Saleh has withstood nearly six months of protests and multiple diplomatic attempts to ease him out - all but paralysing Yemen and threatening even greater violence.
Saudi Arabia and Western countries fear protracted chaos could give al-Qaeda a foothold in the impoverished Arabian peninsula state, which straddles oil export routes and has been a cornerstone of US counterterrorism strategy.
His loyalists pledge Saleh, in his fourth decade of rule and a pillar of US counterterrorism strategy, will return in days.
His opponents demand he formally hand over power immediately.
Thousands of protesters from each camp filled the streets of the capital Sanaa after Friday Muslim prayers.
Even before protests against Saleh, which have been met with increasing violence, broke out, Yemen was gripped by conflict with separatists in the south and periodic fighting with Shia rebels in the north.
In a statement sent via text message, the defence ministry said army forces had killed 18 "terrorists" in Zinjibar, and another three in Lawdar, a second provincial city. The army destroyed a weapons and ammunition cache in Zinjibar, it said.
State television said fighting continued across the province, and residents of an area near Zinjibar said state forces launched air strikes on the city.
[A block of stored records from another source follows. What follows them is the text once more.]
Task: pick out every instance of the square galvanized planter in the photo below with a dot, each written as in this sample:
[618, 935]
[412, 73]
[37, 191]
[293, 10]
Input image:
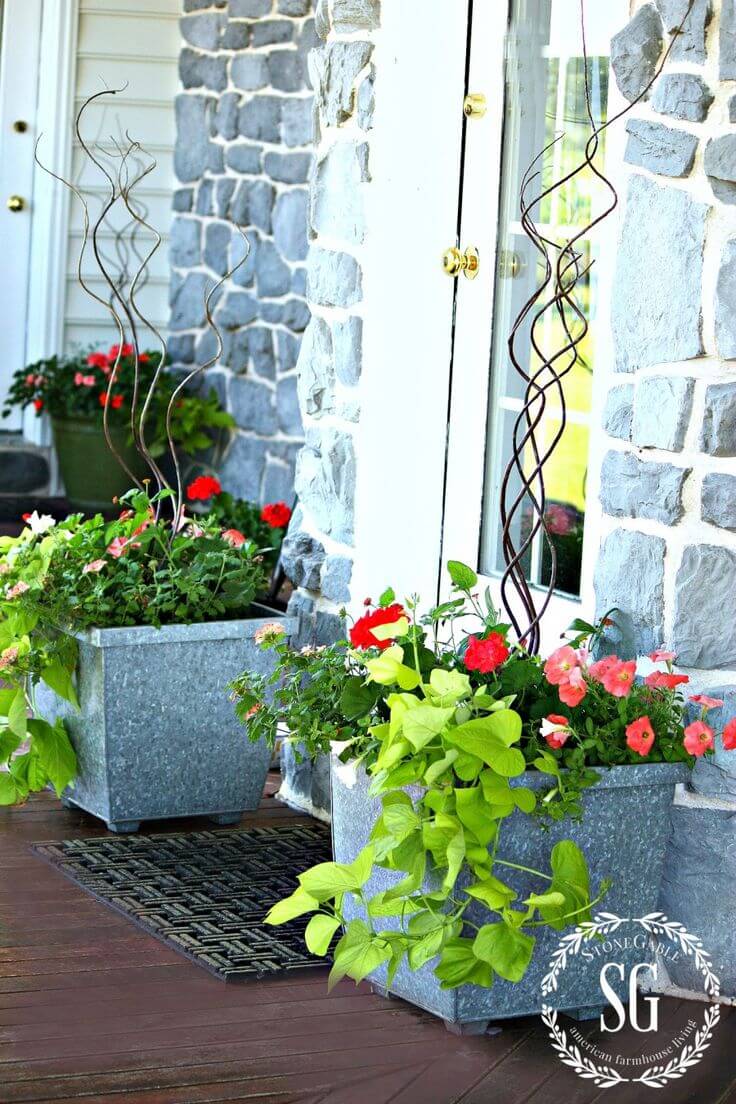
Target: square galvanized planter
[157, 735]
[622, 835]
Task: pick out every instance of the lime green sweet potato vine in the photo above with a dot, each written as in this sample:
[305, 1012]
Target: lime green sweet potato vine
[444, 840]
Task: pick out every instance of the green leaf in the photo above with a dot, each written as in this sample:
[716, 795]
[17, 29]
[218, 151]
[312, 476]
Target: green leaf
[505, 948]
[319, 933]
[462, 576]
[55, 752]
[492, 892]
[358, 953]
[291, 906]
[60, 679]
[482, 738]
[425, 722]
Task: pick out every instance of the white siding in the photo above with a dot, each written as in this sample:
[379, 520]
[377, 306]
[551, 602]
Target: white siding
[138, 42]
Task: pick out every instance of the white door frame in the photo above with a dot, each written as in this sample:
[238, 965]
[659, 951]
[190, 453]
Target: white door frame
[467, 438]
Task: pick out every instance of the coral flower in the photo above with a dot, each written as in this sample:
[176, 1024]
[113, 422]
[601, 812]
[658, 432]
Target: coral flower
[702, 699]
[361, 635]
[233, 537]
[558, 664]
[555, 730]
[619, 678]
[203, 488]
[729, 735]
[699, 738]
[276, 515]
[486, 655]
[573, 689]
[640, 735]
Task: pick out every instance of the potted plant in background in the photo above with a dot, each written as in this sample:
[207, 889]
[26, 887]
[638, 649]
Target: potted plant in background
[478, 794]
[116, 643]
[75, 391]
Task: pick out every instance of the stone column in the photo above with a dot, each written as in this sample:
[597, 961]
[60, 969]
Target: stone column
[668, 556]
[243, 156]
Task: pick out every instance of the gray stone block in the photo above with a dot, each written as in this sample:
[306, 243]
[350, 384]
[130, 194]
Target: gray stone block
[633, 488]
[252, 405]
[720, 165]
[638, 596]
[348, 349]
[333, 71]
[188, 303]
[185, 243]
[243, 468]
[287, 351]
[216, 247]
[268, 32]
[326, 481]
[260, 118]
[618, 412]
[351, 16]
[337, 197]
[297, 121]
[249, 72]
[661, 412]
[718, 432]
[302, 558]
[704, 632]
[658, 283]
[273, 275]
[727, 41]
[287, 404]
[337, 573]
[690, 43]
[237, 308]
[288, 168]
[317, 369]
[718, 499]
[236, 35]
[249, 9]
[682, 95]
[182, 199]
[290, 224]
[659, 148]
[636, 52]
[725, 303]
[198, 71]
[242, 157]
[286, 69]
[203, 30]
[333, 279]
[192, 136]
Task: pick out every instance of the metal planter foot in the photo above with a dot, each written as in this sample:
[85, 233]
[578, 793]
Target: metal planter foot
[123, 827]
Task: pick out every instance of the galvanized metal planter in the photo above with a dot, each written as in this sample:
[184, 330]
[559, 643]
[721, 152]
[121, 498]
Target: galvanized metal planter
[624, 836]
[157, 735]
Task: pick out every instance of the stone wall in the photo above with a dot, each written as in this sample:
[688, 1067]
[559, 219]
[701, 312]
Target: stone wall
[244, 156]
[668, 556]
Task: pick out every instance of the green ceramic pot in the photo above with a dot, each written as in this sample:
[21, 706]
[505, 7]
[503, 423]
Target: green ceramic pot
[91, 473]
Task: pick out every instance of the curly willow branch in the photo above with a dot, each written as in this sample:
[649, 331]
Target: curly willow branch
[555, 295]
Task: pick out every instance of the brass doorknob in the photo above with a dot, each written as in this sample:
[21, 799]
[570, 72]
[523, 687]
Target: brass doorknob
[456, 262]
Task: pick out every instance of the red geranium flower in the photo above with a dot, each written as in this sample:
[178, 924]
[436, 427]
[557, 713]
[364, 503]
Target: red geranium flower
[276, 515]
[640, 735]
[203, 487]
[361, 635]
[663, 680]
[486, 655]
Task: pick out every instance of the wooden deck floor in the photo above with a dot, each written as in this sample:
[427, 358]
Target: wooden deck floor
[92, 1009]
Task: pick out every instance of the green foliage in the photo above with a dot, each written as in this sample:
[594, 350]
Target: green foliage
[55, 580]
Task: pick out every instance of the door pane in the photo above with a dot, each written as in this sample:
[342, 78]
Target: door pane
[545, 98]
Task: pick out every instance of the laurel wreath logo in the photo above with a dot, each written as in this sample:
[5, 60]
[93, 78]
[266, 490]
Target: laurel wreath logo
[654, 1076]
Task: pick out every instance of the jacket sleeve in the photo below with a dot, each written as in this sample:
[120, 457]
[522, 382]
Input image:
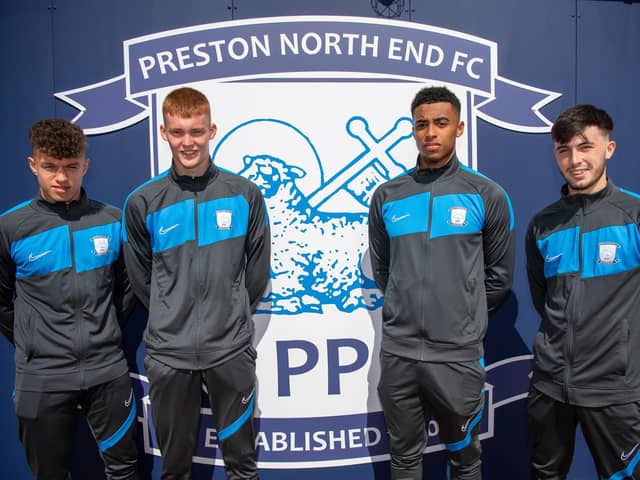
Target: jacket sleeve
[136, 246]
[499, 247]
[123, 296]
[535, 270]
[378, 243]
[257, 248]
[7, 287]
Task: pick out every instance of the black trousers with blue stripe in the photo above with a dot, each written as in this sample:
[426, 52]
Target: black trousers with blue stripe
[47, 421]
[412, 393]
[176, 398]
[612, 434]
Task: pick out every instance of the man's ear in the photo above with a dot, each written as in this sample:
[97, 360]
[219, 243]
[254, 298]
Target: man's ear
[32, 165]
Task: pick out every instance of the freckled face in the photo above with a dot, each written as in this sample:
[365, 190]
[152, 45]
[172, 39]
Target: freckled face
[582, 161]
[189, 141]
[436, 126]
[59, 179]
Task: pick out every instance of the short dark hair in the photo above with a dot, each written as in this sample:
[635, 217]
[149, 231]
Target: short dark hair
[574, 120]
[58, 138]
[435, 95]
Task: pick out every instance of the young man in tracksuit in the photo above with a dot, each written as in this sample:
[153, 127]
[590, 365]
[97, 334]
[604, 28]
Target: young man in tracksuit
[583, 263]
[64, 296]
[441, 243]
[197, 244]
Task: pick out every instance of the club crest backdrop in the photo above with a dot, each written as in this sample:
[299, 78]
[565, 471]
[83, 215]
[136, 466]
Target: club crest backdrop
[312, 105]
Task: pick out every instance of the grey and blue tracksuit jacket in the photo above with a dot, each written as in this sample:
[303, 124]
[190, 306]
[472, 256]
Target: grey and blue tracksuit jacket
[198, 253]
[64, 293]
[442, 250]
[583, 264]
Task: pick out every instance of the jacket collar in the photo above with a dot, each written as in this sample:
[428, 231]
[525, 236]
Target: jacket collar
[428, 175]
[62, 208]
[194, 184]
[587, 201]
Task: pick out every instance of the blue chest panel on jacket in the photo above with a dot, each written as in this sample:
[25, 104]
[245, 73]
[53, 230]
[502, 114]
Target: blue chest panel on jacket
[605, 251]
[610, 250]
[171, 226]
[42, 253]
[96, 247]
[222, 219]
[218, 220]
[407, 216]
[50, 251]
[455, 214]
[560, 252]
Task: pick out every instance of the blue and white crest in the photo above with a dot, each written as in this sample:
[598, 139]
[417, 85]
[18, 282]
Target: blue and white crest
[315, 112]
[607, 253]
[223, 219]
[458, 216]
[100, 245]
Gunmen also attacked a Yemeni military lorry in Lawdar, officials said, wounding 10 people including civilian passers-by.
The gunmen looted the vehicle, which was loaded with foodstuffs and headed for a military base, before fleeing, officials said.
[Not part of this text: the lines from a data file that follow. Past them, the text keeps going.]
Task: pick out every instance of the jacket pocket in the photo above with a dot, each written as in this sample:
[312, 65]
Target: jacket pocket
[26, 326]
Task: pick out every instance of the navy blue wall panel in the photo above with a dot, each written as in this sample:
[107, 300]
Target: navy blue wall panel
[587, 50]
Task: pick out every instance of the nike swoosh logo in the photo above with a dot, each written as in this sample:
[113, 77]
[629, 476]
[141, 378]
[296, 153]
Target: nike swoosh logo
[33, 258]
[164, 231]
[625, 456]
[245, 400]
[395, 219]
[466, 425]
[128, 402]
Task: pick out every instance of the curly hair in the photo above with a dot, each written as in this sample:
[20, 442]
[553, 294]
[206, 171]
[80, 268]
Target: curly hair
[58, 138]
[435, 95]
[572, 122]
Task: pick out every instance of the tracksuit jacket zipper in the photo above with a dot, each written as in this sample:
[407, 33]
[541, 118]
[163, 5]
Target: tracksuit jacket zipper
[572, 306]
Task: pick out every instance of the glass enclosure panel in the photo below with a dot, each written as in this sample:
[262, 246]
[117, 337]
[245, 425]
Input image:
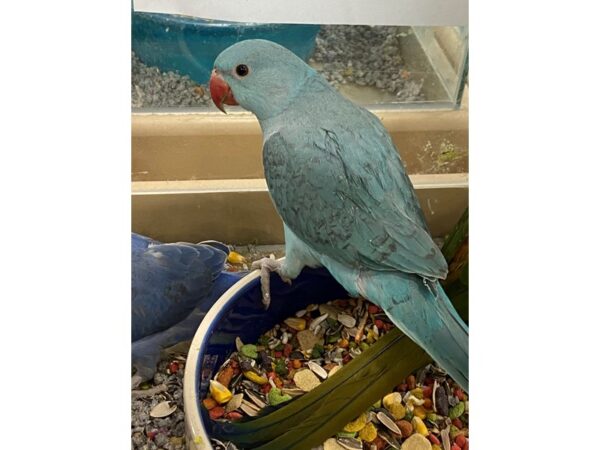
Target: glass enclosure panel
[390, 66]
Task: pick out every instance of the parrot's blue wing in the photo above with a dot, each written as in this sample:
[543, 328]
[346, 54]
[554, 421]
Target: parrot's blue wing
[368, 216]
[168, 281]
[145, 352]
[139, 242]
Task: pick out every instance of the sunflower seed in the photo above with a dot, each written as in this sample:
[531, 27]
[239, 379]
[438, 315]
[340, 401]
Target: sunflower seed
[163, 409]
[350, 443]
[256, 400]
[346, 320]
[322, 373]
[234, 403]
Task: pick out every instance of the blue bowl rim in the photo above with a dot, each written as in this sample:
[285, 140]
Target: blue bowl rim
[191, 381]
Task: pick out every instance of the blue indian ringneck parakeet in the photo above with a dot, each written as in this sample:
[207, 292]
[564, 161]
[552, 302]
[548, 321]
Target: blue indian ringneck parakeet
[172, 288]
[346, 201]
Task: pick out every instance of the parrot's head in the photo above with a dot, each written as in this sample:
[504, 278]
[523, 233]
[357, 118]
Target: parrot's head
[261, 76]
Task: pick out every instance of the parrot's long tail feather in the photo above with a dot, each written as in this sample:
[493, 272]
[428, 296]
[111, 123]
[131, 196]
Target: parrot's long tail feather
[423, 311]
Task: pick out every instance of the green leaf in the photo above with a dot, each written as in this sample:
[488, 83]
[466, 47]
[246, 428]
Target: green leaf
[308, 421]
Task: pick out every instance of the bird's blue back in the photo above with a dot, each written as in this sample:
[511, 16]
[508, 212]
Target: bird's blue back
[168, 281]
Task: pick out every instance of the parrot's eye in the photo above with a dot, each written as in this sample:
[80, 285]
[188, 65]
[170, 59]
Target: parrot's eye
[242, 70]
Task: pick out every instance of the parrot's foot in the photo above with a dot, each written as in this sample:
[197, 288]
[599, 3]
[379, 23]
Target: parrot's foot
[266, 266]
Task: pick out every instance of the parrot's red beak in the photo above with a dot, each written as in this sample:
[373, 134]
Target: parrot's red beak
[220, 91]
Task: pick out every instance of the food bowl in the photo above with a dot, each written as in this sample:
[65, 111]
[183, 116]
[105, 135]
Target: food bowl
[190, 45]
[240, 312]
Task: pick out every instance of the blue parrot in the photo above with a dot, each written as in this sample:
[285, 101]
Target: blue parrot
[347, 204]
[172, 288]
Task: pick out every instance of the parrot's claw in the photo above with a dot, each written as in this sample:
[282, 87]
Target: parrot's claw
[266, 266]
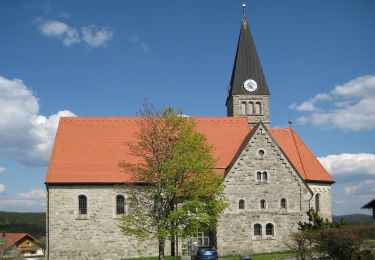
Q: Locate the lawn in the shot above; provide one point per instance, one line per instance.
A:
(268, 256)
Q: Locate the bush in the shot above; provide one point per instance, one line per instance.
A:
(344, 243)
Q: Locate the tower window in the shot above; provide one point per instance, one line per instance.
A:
(82, 204)
(264, 176)
(263, 204)
(120, 204)
(257, 230)
(251, 108)
(317, 202)
(243, 108)
(283, 203)
(241, 204)
(269, 229)
(258, 108)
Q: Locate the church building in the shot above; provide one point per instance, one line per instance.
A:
(271, 177)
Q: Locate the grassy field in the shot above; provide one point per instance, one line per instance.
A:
(269, 256)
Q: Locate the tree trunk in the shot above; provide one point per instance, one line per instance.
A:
(173, 250)
(161, 248)
(176, 247)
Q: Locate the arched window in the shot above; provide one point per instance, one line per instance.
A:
(251, 108)
(82, 204)
(283, 203)
(120, 204)
(269, 229)
(241, 204)
(258, 108)
(317, 202)
(257, 230)
(260, 153)
(264, 176)
(243, 108)
(263, 204)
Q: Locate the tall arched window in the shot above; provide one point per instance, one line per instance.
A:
(263, 204)
(258, 108)
(265, 176)
(251, 108)
(257, 230)
(120, 204)
(82, 204)
(317, 202)
(243, 108)
(269, 229)
(283, 203)
(241, 204)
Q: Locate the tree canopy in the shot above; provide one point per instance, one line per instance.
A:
(181, 194)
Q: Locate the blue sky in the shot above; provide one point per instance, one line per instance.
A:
(99, 58)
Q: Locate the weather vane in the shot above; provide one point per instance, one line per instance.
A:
(290, 122)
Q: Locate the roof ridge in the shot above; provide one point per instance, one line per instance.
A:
(298, 152)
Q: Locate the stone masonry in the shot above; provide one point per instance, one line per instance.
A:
(96, 236)
(235, 234)
(324, 191)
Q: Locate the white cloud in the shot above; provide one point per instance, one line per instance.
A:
(22, 203)
(352, 106)
(33, 194)
(349, 164)
(92, 35)
(57, 29)
(2, 188)
(361, 188)
(25, 135)
(95, 36)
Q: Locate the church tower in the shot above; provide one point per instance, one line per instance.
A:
(248, 93)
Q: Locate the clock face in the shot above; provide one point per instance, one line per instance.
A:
(250, 85)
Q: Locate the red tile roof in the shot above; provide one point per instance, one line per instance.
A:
(300, 155)
(88, 150)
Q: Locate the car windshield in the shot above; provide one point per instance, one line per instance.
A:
(207, 250)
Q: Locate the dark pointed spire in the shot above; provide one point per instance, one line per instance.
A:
(246, 64)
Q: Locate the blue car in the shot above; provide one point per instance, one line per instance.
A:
(205, 253)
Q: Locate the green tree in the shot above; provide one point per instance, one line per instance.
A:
(181, 193)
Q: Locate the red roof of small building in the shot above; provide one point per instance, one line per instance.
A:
(88, 150)
(12, 238)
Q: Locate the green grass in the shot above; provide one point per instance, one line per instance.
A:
(266, 256)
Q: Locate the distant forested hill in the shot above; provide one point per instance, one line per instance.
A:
(355, 219)
(32, 223)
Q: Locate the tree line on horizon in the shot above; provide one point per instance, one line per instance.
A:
(17, 222)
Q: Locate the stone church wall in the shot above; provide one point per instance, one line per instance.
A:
(235, 234)
(324, 191)
(95, 237)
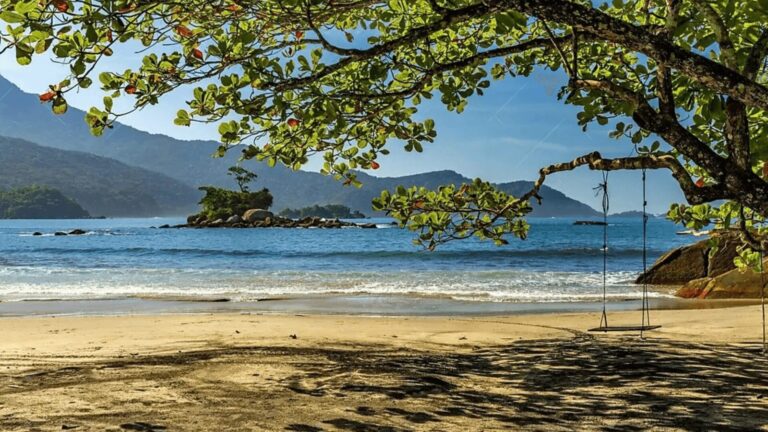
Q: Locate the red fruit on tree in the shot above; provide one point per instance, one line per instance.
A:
(61, 5)
(47, 96)
(183, 31)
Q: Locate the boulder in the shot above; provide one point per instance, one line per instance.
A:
(737, 283)
(692, 262)
(254, 215)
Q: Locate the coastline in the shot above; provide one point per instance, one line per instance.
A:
(336, 304)
(299, 372)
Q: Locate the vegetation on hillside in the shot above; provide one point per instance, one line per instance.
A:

Despite the violence in the south, a ceasefire has held in Sanaa since Saleh left, after more than 200 people were killed and thousands fled over two weeks in clashes between his loyalists and the forces of tribal leader Sheikh Sadeq al-Ahmar, who backs the protesters.
A group of opposition parties have told Saleh's ruling General People's Congress party it would form its own transitional assembly in a week if he did not cede power.
It is not clear that those parties have any significant influence over many of the protesters.
"The parties think the youth can continue to be their weapon in the face of Saleh, but in negotiations pay no attention to them," said Adel Saleh, an organiser with one of the youth groups active in protests demanding Saleh's departure.
"The opposition has become part of the regime we want to bring down, and are no different than it."
Many government ministries are not functioning as staff stay away and Sanaa is suffering from cuts in electricity, fuel and water supplies.
The situation has grown even direr in Zinjibar.
Health officials have described bodies lying in the streets of the city, which once had a population of some 50,000 and is now nearly empty, and without water or electricity.
Yemen's state news agency Saba said on Thursday the UN High Commissioner for Refugees was arranging humanitarian aid for 10,000 people fleeing Abyan after attacks from al-Qaeda.
Saudi's state news agency quoted a Yemeni health ministry official saying there could be as many as 20,000 refugees.